Das erneute Umschwenken der Lupsinger Exekutive sorgt offenbar auch bei der Bevölkerung für Kopfschütteln. «Das Vorgehen des Gemeinderats ist verwirrend und so nicht nachvollziehbar», schreiben einige Einwohner in einem Flugblatt, das im Dorf die Runde macht. Das Gesuch für eine Bausperre beim Kanton solle sofort zurückgezogen und auf den Erlass einer Planungszone verzichtet werden, fordern die Verfasser.
«Gewinn für Dorfentwicklung»
Sie argumentieren, dass die Gemeinde keineswegs zu viel Bauland ausgeschieden habe und deshalb vom neuen Raumplanungsgesetz nicht betroffen sei. Darüber hinaus sei die Ansiedlung von kleineren Gewerbebetrieben und damit verbundene Arbeits- und Ausbildungsplätze ein Gewinn für die Dorfentwicklung. Und: Durch eine Rückzonung fielen hohe Entschädigungsforderungen aller betroffenen Grundeigentümer an. Selbst die Gemeinde vernichte als Eigentümerin von zwei Parzellen im Gewerbegebiet Finanzvermögen von rund 250 000 Franken.
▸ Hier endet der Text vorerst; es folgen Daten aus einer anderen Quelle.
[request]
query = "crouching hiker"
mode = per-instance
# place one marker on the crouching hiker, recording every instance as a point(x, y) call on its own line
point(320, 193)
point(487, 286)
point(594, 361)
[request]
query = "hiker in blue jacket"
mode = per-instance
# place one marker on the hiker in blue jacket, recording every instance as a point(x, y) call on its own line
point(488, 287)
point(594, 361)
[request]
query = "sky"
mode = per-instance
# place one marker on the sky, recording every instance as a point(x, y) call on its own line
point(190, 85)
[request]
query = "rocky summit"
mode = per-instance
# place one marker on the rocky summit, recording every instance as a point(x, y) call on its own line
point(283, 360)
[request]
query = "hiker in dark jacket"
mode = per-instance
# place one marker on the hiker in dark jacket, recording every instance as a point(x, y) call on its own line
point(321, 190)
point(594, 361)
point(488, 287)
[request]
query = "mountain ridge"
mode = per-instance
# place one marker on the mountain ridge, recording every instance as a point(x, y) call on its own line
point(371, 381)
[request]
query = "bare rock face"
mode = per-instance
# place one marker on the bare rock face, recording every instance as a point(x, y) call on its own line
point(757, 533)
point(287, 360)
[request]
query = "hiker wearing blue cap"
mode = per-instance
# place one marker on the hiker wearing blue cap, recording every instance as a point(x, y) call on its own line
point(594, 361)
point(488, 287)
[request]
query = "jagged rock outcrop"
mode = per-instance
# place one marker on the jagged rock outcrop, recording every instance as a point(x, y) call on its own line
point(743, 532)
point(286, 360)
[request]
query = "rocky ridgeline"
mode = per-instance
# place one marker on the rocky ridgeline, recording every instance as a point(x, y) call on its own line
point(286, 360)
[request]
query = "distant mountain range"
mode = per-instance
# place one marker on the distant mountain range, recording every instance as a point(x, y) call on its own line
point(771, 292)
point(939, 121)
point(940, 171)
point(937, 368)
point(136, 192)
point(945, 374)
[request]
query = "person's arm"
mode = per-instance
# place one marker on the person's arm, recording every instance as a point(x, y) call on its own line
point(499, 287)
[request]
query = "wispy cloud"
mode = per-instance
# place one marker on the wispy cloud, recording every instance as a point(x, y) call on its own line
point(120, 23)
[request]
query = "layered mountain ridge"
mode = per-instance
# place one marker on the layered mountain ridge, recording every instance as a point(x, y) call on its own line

Die Verfasser des Briefs werfen auch die Frage auf, inwieweit die jüngsten Rücktritte der beiden Gemeinderäte Monika Piazza und Urs Zimmermann einen Einfluss auf die Kehrtwende des Gemeinderats hatten.
Zu den Vorwürfen aus der Einwohnerschaft will sich der Gemeinderat auf Anfrage vorerst nicht äussern. An einer Sitzung vor einer Woche hat er darüber hinaus mit allen beteiligten Parteien Stillschweigen über die Angelegenheit vereinbart. Klar ist: Sollte die Zonenplanrevision inklusive Rückzonung im Juni kommenden Jahres vor die Gemeindeversammlung kommen, sind heftige Diskussionen programmiert.